Universal Citation: 958 MA Code of Regs 958.6

Current through Register 1518, March 29, 2024

(1) If the Commission determines that a Provider or Provider Organization that has not registered with the Commission pursuant to 958 CMR 6.00 might meet the eligibility criteria set forth in 958 CMR 6.04(1), the Commission may send written notice to the Provider or Provider Organization. Within 30 calendar days of the date of the notice, a Provider or Provider Organization that receives such a notice from the Commission shall:

(a) Submit an application for Registration in compliance with 958 CMR 6.05; or

(b) Submit adequate supporting documentation to demonstrate that the Provider or Provider Organization does not meet the eligibility criteria set forth in 958 CMR 6.04(1). The documentation must demonstrate to the satisfaction of the Commission that the Provider or Provider Organization does not meet the criteria established in 958 CMR 6.04(1).
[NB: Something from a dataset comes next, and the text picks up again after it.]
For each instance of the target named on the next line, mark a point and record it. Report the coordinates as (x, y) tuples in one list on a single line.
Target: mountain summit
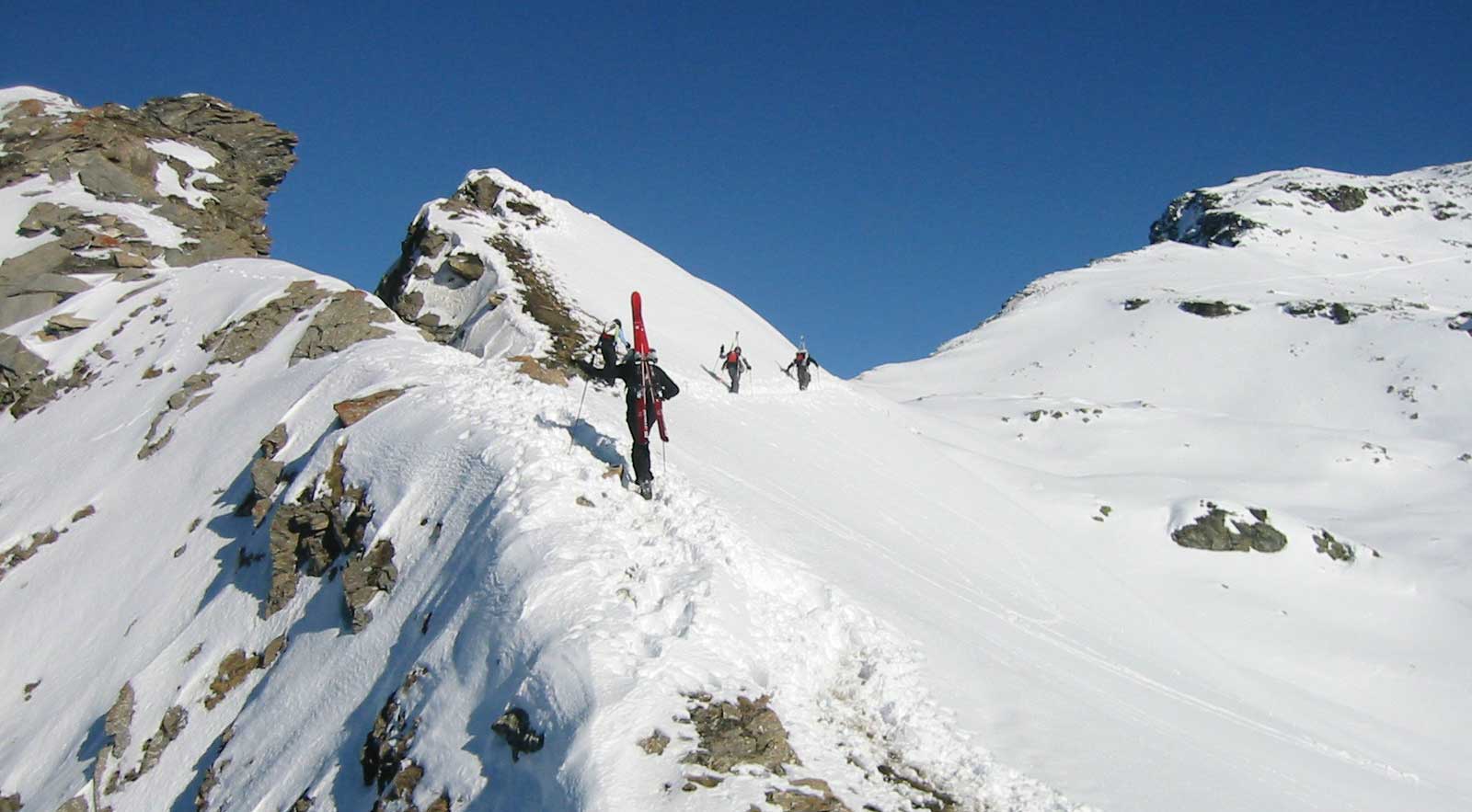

(2) If a Provider Organization required to register pursuant to 958 CMR 6.00 fails to submit a completed application for Registration to the Commission as required, fails to submit any additional information requested by the Commission pursuant to 958 CMR 6.05(6), (9), (10) or (11), or otherwise fails to comply with the requirements of 958 CMR 6.00, the Commission may provide written notice to the Provider Organization of non-compliance. A Provider Organization that receives a notice of non-compliance from the Commission may, within 21 calendar days of the date of the notice:

(a) Submit the required documentation in compliance with 958 CMR 6.00; or

(b) Submit documentation that demonstrates that the Provider Organization has fully complied with the requirements of 958 CMR 6.00 or explains why the Provider Organization is not required to comply with 958 CMR 6.00. Any such additional documentation shall be certified by two duly authorized representatives of the Provider Organization, one of whom shall be the Chief Executive Officer, Chief Operating Officer, Chief Financial Officer, or equivalent.

The Commission shall review any such documentation and shall determine whether the Provider Organization has met all of the requirements of 958 CMR 6.00, and if so, shall provide a written notice of completed Registration to the applicant.

(3) If the Commission determines that a Provider Organization that meets the criteria set forth in 958 CMR 6.04(1) has failed to submit a completed application for Registration as required, the Provider Organization may not negotiate, represent, or otherwise act on behalf of any Provider or Provider Organization for the purposes of establishing contracts for the payment of Health Care Services with any Carrier or Third-party Administrator. The Commission may provide notice of a Provider's or Provider Organization's non-compliance with 958 CMR 6.00 to Carriers, Third-party Administrators and the Division.

(4) If a Provider Organization has submitted documentation to the Commission pursuant to 958 CMR 6.06(2), the Provider Organization shall not be deemed non-compliant, if applicable, until after the Commission has made a determination pursuant to 958 CMR 6.06(2).

(5) With respect to those Provider Organizations that are required to register pursuant to 958 CMR 6.00, and that are also subject to the requirements of M.G.L. c. 176T or any regulations promulgated thereunder, the Commission may provide notice to the Division of a Provider Organization's non-compliance with 958 CMR 6.00.